Human abdominal skin obtained from a surgical abdominoplasty was used to assess skin penetration of the microneedles. The use of this tissue received institutional approval according to the Declaration of Helsinki of the World Health Association. The skin was utilized within 24 h of removal. Subdermal fat was mechanically removed via dermatome to achieve uniform layers of full thickness skin. Stratum corneum and epidermal layers were obtained from full thickness skin by a heat separation method. The skin was immersed in distilled water at 60 ± 1 °C for 1 min. Then the stratum corneum and epidermis was gently peeled from the dermis using forceps. Isolated stratum corneum and epidermal layers were dried in a desiccator at ~30% relative humidity, wrapped in aluminium foil, and stored at −20 ± 1 °C until use. The integrity of the barrier was visually inspected to ensure that the stratum corneum and epidermal layers were unaltered during this process. This method of skin preparation has previously been used to examine microneedle-mediated drug delivery and other transdermal drug delivery techniques.25–28
Microneedles were inserted into the tissue using an electronic texture analyzer (Acquati, Arese, Italy).
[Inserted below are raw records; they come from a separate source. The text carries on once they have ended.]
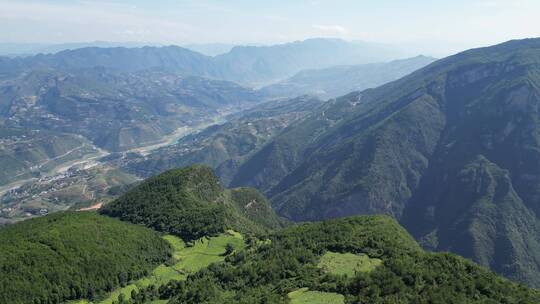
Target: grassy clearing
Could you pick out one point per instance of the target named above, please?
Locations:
(188, 259)
(347, 263)
(305, 296)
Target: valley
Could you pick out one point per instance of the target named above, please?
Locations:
(315, 171)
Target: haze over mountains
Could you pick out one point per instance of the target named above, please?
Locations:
(449, 150)
(244, 64)
(323, 128)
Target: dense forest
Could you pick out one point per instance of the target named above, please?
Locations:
(267, 271)
(73, 255)
(191, 203)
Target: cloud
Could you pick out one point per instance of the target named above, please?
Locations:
(331, 29)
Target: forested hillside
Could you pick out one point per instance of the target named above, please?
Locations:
(450, 150)
(191, 203)
(74, 255)
(297, 258)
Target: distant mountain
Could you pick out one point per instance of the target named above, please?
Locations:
(368, 259)
(86, 257)
(30, 49)
(74, 255)
(25, 153)
(225, 146)
(451, 150)
(115, 110)
(211, 49)
(253, 65)
(339, 80)
(265, 64)
(191, 203)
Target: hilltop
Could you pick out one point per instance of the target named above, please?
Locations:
(191, 203)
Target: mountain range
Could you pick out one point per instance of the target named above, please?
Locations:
(84, 257)
(339, 80)
(450, 150)
(248, 65)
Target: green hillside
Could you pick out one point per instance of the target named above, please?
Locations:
(284, 268)
(74, 255)
(451, 150)
(191, 203)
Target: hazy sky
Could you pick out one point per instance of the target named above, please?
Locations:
(440, 26)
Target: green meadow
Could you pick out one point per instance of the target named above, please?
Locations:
(305, 296)
(347, 263)
(186, 259)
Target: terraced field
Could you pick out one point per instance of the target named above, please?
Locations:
(187, 259)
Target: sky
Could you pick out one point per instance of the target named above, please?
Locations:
(437, 27)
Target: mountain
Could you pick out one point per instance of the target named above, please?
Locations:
(339, 80)
(365, 259)
(210, 49)
(249, 65)
(30, 49)
(116, 111)
(226, 145)
(71, 255)
(361, 259)
(25, 153)
(450, 150)
(265, 64)
(191, 203)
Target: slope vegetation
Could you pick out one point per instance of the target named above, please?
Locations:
(70, 255)
(191, 203)
(284, 269)
(450, 150)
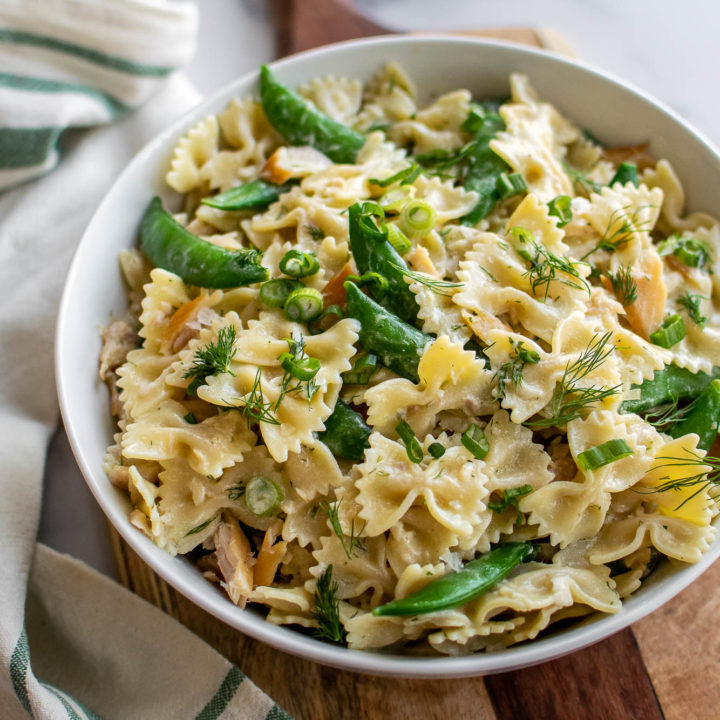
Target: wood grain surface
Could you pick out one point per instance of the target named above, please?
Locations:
(663, 667)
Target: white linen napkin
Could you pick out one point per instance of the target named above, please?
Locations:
(73, 644)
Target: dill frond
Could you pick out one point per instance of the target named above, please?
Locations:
(355, 542)
(544, 269)
(690, 302)
(212, 359)
(623, 285)
(254, 406)
(569, 399)
(512, 371)
(326, 611)
(439, 287)
(620, 230)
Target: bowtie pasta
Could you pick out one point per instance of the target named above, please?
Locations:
(382, 345)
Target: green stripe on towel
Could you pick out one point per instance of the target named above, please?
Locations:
(18, 37)
(223, 696)
(22, 147)
(19, 663)
(34, 84)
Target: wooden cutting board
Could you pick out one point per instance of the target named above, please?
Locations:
(665, 666)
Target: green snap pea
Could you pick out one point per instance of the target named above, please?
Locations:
(457, 588)
(301, 124)
(398, 345)
(669, 385)
(172, 247)
(373, 253)
(703, 417)
(346, 433)
(254, 194)
(626, 172)
(484, 167)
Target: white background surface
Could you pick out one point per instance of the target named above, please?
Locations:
(667, 48)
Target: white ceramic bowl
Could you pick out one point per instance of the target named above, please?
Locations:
(615, 112)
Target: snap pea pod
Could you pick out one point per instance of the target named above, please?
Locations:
(373, 253)
(172, 247)
(457, 588)
(397, 344)
(346, 433)
(703, 417)
(668, 385)
(484, 168)
(254, 194)
(301, 124)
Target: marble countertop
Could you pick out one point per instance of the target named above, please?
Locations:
(668, 49)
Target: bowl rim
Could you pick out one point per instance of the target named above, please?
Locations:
(284, 638)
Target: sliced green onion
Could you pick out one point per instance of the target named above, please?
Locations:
(363, 369)
(475, 441)
(670, 333)
(527, 356)
(314, 324)
(560, 207)
(412, 445)
(304, 304)
(510, 185)
(395, 199)
(406, 176)
(626, 172)
(690, 251)
(299, 264)
(274, 293)
(417, 219)
(604, 454)
(398, 239)
(371, 278)
(263, 496)
(304, 368)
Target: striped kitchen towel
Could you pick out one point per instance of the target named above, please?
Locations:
(76, 64)
(74, 644)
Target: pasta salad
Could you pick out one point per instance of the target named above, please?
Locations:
(425, 377)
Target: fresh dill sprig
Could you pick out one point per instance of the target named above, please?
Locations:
(355, 542)
(699, 480)
(691, 303)
(581, 183)
(439, 287)
(620, 230)
(569, 397)
(296, 359)
(623, 285)
(512, 371)
(212, 359)
(545, 266)
(254, 406)
(326, 611)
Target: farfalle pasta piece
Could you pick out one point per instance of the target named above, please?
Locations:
(191, 153)
(289, 419)
(532, 588)
(209, 446)
(365, 570)
(450, 378)
(452, 487)
(534, 142)
(497, 281)
(338, 97)
(437, 126)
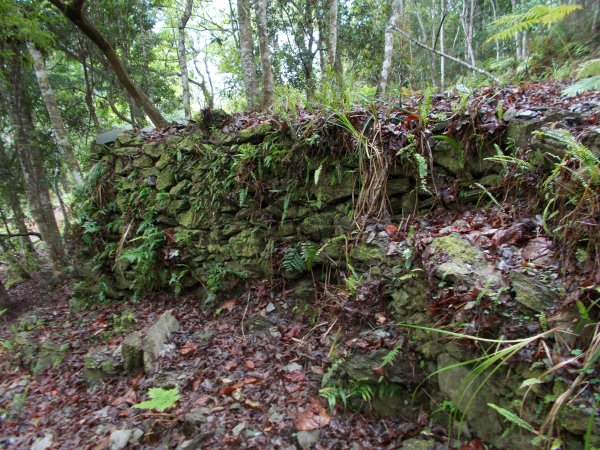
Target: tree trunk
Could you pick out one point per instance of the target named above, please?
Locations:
(265, 54)
(19, 218)
(60, 133)
(30, 158)
(5, 301)
(442, 47)
(332, 34)
(74, 12)
(388, 48)
(467, 17)
(247, 53)
(12, 196)
(185, 82)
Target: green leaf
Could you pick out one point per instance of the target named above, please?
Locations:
(161, 399)
(530, 382)
(512, 417)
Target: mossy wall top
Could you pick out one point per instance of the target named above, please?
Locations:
(250, 196)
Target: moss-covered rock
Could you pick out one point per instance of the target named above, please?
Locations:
(318, 226)
(153, 150)
(462, 263)
(165, 180)
(166, 160)
(101, 364)
(531, 292)
(367, 255)
(50, 355)
(247, 244)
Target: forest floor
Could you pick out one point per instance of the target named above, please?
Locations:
(251, 368)
(252, 385)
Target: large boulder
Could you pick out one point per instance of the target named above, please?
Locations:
(453, 258)
(101, 364)
(151, 344)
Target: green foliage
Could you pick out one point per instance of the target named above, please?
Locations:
(537, 15)
(588, 74)
(160, 399)
(512, 418)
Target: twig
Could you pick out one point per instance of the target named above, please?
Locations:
(244, 316)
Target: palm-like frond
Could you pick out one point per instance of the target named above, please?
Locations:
(537, 15)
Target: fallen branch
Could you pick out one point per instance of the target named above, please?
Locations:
(451, 58)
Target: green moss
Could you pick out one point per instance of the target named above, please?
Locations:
(165, 180)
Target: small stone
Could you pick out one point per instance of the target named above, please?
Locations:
(42, 443)
(119, 439)
(292, 367)
(308, 439)
(238, 428)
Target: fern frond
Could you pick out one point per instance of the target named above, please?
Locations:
(292, 262)
(584, 85)
(537, 15)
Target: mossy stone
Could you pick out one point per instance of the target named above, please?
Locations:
(165, 180)
(142, 162)
(531, 292)
(318, 226)
(153, 150)
(367, 255)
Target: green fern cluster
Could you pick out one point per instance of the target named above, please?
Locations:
(537, 15)
(298, 261)
(588, 76)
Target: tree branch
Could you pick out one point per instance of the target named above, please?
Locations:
(451, 58)
(12, 235)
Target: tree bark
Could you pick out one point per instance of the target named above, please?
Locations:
(12, 196)
(60, 133)
(5, 301)
(265, 54)
(442, 46)
(467, 17)
(333, 7)
(247, 53)
(185, 82)
(74, 12)
(388, 48)
(30, 158)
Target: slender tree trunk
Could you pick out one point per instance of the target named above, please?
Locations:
(89, 94)
(12, 196)
(265, 54)
(495, 17)
(247, 53)
(331, 56)
(467, 17)
(19, 218)
(388, 48)
(32, 165)
(5, 301)
(74, 12)
(183, 58)
(62, 141)
(442, 46)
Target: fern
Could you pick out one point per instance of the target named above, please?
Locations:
(160, 399)
(512, 417)
(391, 356)
(309, 251)
(537, 15)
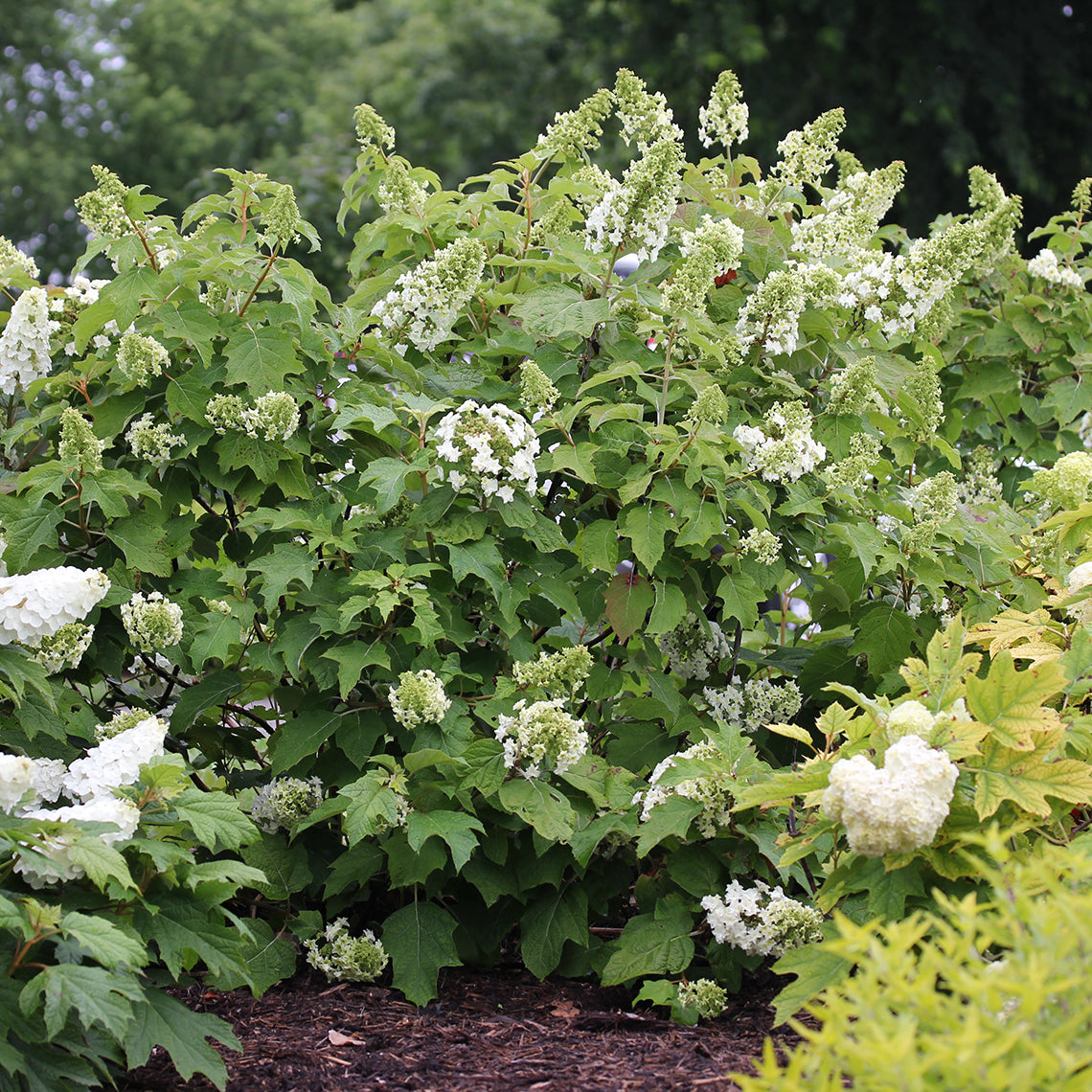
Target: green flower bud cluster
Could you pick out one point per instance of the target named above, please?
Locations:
(64, 648)
(281, 218)
(398, 192)
(153, 623)
(710, 407)
(102, 208)
(419, 699)
(120, 722)
(12, 257)
(706, 996)
(372, 130)
(646, 117)
(1066, 484)
(152, 443)
(711, 250)
(344, 958)
(724, 118)
(285, 803)
(763, 545)
(537, 395)
(140, 358)
(850, 474)
(555, 671)
(576, 132)
(79, 447)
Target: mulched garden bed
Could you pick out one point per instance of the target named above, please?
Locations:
(496, 1030)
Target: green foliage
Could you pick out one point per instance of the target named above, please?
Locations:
(986, 991)
(549, 661)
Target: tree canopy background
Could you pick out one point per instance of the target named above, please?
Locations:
(163, 92)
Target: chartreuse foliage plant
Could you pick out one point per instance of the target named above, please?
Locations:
(597, 576)
(989, 990)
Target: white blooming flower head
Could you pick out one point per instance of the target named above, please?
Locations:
(761, 921)
(646, 117)
(345, 958)
(38, 603)
(116, 762)
(64, 648)
(724, 118)
(16, 780)
(638, 210)
(783, 450)
(284, 803)
(694, 647)
(273, 416)
(419, 699)
(53, 862)
(895, 809)
(713, 792)
(486, 451)
(566, 670)
(770, 316)
(706, 996)
(24, 343)
(152, 443)
(422, 307)
(141, 358)
(152, 622)
(540, 738)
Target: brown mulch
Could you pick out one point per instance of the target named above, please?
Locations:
(497, 1030)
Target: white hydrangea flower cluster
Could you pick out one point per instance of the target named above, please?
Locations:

An eShell 200 microneedle array was placed on the stratum corneum and epidermis sample. The eShell 200 microneedle array was held in place using a polystyrene support and was compressed against the sample using a stainless steel probe (surface area = 1.13 cm2
). The probe was moved toward the sample at a rate of 300 mm/min until a maximum load of 4 N was obtained. The microneedles were held in place for 3 s and then removed. Similar protocols for examining microneedle insertion into human stratum corneum and epidermis have been reported in the literature.26,29–31
Optical microscopy was used to examine the microneedle–skin interaction.